Una recente sentenza cambia le regole del condominio: l’amministratore è obbligato a rivelare i morosi, garantendo trasparenza e tutela per chi paga regolarmente.
Una recente pronuncia impone all’amministratore di condominio di comunicare i condòmini morosi, tutelando chi paga e i fornitori creditori finalmente. L’obbligo di comunicare nomi, codice fiscale, residenza e somme dovute cambia la gestione delle spese condominiali e la trasparenza in condominio. Il malumore serpeggia tra i proprietari virtuosi: bollette salate, rate straordinarie e lavori indispensabili che si trasformano in un salasso perché qualcuno non paga.
Una svolta giuridica rimette al centro la trasparenza e responsabilizza l’amministratore di condominio, chiamato a fare ciò che molti chiedono da tempo: dire chiaramente chi non versa la propria quota. Non si tratta di un capriccio, né di gogna mediatica, ma di un dovere preciso che matura in scia a lavori eseguiti, fatture emesse e crediti che restano sospesi. La notizia interessa chiunque viva in condominio, dagli inquilini ai fornitori, perché incide su come si ripartiscono i costi, su chi deve riscuotere e su chi, al contrario, rischia di vedere lievitare le spese pur essendo in regola.
Quando un’impresa ha eseguito lavori per il condominio e il prezzo non viene integralmente versato, l’amministratore di condominio ha l’obbligo di comunicare al creditore l’elenco nominativo dei condòmini morosi con le loro generalità, codice fiscale, residenza anagrafica e le somme dovute da ciascuno. L’obbligo discende dall’ordinamento, in particolare dall’art. 63 disp. att. c.c., e il suo immotivato rifiuto viola il canone di buona fede, integrando una possibile responsabilità aquiliana.
Lo ha ribadito il Tribunale di Napoli con la sentenza n. 7299 del 21 luglio 2025, che ha ordinato all’amministratore di fornire i dati al fornitore per consentirgli di agire pro quota. Non è un favore, ma un adempimento in capo all’amministratore “in proprio”, funzionale alla trasparenza dei conti e alla tutela dei creditori. La privacy non è d’ostacolo, perché la base giuridica è la legge e i dati richiesti sono strettamente necessari al recupero del credito.

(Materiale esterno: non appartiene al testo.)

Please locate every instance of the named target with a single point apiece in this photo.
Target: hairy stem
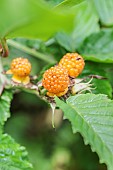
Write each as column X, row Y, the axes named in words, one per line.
column 30, row 51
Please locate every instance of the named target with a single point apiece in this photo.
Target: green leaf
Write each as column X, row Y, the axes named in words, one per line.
column 92, row 116
column 2, row 78
column 105, row 11
column 69, row 3
column 101, row 85
column 98, row 47
column 65, row 41
column 31, row 19
column 5, row 101
column 12, row 155
column 84, row 25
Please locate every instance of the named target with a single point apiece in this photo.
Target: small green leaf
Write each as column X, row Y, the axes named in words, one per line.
column 105, row 11
column 5, row 101
column 92, row 116
column 98, row 47
column 12, row 155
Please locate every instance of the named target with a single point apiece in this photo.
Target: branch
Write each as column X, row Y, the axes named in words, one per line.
column 32, row 52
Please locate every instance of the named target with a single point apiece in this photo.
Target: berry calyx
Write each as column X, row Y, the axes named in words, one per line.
column 20, row 68
column 56, row 81
column 73, row 62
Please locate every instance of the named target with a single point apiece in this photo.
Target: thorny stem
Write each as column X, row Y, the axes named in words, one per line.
column 30, row 51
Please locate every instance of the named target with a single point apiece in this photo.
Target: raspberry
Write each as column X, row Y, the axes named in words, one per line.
column 56, row 81
column 73, row 62
column 21, row 67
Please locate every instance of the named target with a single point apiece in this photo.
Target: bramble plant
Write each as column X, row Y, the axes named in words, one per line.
column 61, row 52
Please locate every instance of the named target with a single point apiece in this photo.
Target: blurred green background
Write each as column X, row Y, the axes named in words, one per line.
column 30, row 122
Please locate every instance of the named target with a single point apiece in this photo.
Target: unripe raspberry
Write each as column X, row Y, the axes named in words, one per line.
column 56, row 81
column 21, row 67
column 73, row 62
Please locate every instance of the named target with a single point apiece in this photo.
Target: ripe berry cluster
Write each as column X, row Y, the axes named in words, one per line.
column 56, row 80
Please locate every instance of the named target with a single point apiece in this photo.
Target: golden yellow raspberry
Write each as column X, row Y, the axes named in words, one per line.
column 20, row 68
column 73, row 62
column 56, row 81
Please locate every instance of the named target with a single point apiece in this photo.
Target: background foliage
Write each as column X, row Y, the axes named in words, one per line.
column 43, row 32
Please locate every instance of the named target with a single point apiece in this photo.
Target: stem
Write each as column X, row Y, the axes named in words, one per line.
column 3, row 79
column 31, row 51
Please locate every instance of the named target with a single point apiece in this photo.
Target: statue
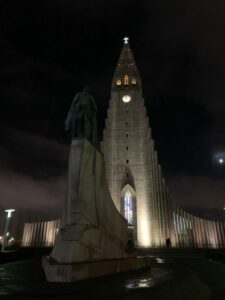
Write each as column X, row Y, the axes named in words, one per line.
column 81, row 118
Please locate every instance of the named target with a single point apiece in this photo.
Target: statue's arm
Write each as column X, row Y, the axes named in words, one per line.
column 94, row 106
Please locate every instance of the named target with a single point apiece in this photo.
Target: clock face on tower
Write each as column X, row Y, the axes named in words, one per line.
column 126, row 98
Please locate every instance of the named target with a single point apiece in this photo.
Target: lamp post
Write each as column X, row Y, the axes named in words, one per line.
column 6, row 233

Il caso concreto da cui parte la svolta è emblematico. Un’impresa appaltatrice aveva messo in sicurezza il fabbricato, realizzando interventi di somma urgenza e un ponteggio per operare in quota, oltre al ripristino di una colonna pluviale. Emesse le fatture, aveva ricevuto solo un acconto; alle ripetute richieste di elenco dei debitori, l’amministratore aveva opposto dinieghi, sostenendo che parte dei lavori non fosse urgente e mancasse la delibera dell’assemblea.
In giudizio, il giudice, preso atto che una quota del credito era comunque non contestata, ha emesso ordinanza ex art. 183-ter c.p.c. ingiungendo la consegna dell’elenco dei condòmini morosi, completo di generalità, codice fiscale, residenza e importi dovuti. La causa è proseguita sull’ulteriore parte del credito: il Tribunale di Napoli ha ritenuto indifferibili gli interventi contestati, in quanto connessi a un potenziale pericolo, ordinando anche per quella frazione la comunicazione dei nominativi.
L’amministratore di condominio non può invocare la privacy per negare i dati al creditore; la base legale è chiara. Un rifiuto immotivato espone a risarcimento del danno e responsabilità verso creditori e condòmini in regola. I fornitori potranno agire pro quota rapidamente. Opportuno mantenere un registro aggiornato dei pagamenti e rispondere in tempi certi alle richieste documentate, trasmettendo i dati in modo sicuro. Vietata la diffusione indiscriminata: l’obbligo è verso il creditore, non la bacheca.